A reader buys a car with Android Auto on board, but it won’t connect to his phone. ARTHUR GOLDSTUCK has some answers.

Q: I got a car with Android Auto, but it refuses to recognise my phone. Is my phone faulty? 

A: There’s probably nothing wrong with your phone. But there’s plenty wrong with Android Auto. Google has treated it like a poor relation of the Android family, and we’ve seen few advances in the past 5 years. The problem is doubled by car manufacturers treating it almost like an afterthought and not collaborating with or pushing Google to enhance its capabilities.  Volvo is one of the few exceptions.

The result is that most car manufacturers do not enable wireless connectivity for Android Auto, even though iPhones can connect wirelessly to most cars with Apple CarPlay. 

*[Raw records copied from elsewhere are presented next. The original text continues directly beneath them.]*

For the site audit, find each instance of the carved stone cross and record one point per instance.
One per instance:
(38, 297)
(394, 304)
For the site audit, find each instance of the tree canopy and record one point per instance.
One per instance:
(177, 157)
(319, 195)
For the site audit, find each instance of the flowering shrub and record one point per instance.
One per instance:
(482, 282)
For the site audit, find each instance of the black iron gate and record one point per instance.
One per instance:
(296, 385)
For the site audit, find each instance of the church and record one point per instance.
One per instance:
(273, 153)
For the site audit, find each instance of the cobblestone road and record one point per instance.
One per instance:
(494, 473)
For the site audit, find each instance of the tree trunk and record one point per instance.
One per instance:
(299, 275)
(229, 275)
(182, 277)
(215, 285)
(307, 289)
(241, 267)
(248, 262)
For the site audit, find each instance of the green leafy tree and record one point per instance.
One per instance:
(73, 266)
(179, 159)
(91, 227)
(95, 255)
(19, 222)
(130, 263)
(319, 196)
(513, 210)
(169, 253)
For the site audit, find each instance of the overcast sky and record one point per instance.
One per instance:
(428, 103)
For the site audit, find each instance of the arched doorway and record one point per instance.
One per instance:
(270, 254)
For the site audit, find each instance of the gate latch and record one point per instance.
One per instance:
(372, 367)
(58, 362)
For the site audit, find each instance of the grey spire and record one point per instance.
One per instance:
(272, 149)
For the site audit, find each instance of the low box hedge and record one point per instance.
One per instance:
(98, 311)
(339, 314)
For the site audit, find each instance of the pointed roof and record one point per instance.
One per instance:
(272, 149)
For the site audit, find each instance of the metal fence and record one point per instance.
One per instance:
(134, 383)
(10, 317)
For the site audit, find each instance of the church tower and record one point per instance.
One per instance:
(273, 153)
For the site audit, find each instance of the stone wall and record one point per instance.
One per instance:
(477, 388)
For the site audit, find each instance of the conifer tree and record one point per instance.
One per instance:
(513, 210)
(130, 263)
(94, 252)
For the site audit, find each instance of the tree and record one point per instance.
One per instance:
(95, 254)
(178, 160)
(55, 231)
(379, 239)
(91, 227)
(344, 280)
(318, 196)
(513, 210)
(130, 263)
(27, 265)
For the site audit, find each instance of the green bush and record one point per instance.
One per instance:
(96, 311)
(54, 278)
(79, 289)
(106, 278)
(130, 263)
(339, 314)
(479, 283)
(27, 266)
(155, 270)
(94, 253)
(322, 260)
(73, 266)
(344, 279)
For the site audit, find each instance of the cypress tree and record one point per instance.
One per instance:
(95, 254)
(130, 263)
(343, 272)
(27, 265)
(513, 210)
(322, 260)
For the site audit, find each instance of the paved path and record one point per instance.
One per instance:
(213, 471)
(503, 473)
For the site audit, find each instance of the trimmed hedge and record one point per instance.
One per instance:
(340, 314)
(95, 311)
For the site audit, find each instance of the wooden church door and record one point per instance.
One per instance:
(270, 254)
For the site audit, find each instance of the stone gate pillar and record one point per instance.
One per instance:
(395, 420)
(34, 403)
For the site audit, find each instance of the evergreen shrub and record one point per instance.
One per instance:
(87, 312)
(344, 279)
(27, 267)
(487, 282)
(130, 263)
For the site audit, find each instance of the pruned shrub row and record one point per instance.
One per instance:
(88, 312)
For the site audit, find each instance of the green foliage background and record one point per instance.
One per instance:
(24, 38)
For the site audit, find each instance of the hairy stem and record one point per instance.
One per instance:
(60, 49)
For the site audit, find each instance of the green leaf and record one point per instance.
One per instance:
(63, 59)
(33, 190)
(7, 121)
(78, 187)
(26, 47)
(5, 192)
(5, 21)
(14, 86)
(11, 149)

And that’s where the problem comes in. Most of us use standard USB charging cables. They seem compatible with most cars with USB charging ports. The phones charge fine when they are plugged in. Why wouldn’t they connect to a car’s infotainment system?

The reason is usually stupidly simple, but very few car makers know enough to realise this: the infotainment system needs a data cable and not merely a charging cable.  The latter only transmits charge, the former transmits data as well.

If your cable doesn’t do the trick, you need to buy a new one that is specifically designed for data, and is labelled as such. The higher the data capacity of the cable, the less likely you will find issues with infotainment systems. The Troo data cables recently reviewed here are a good example.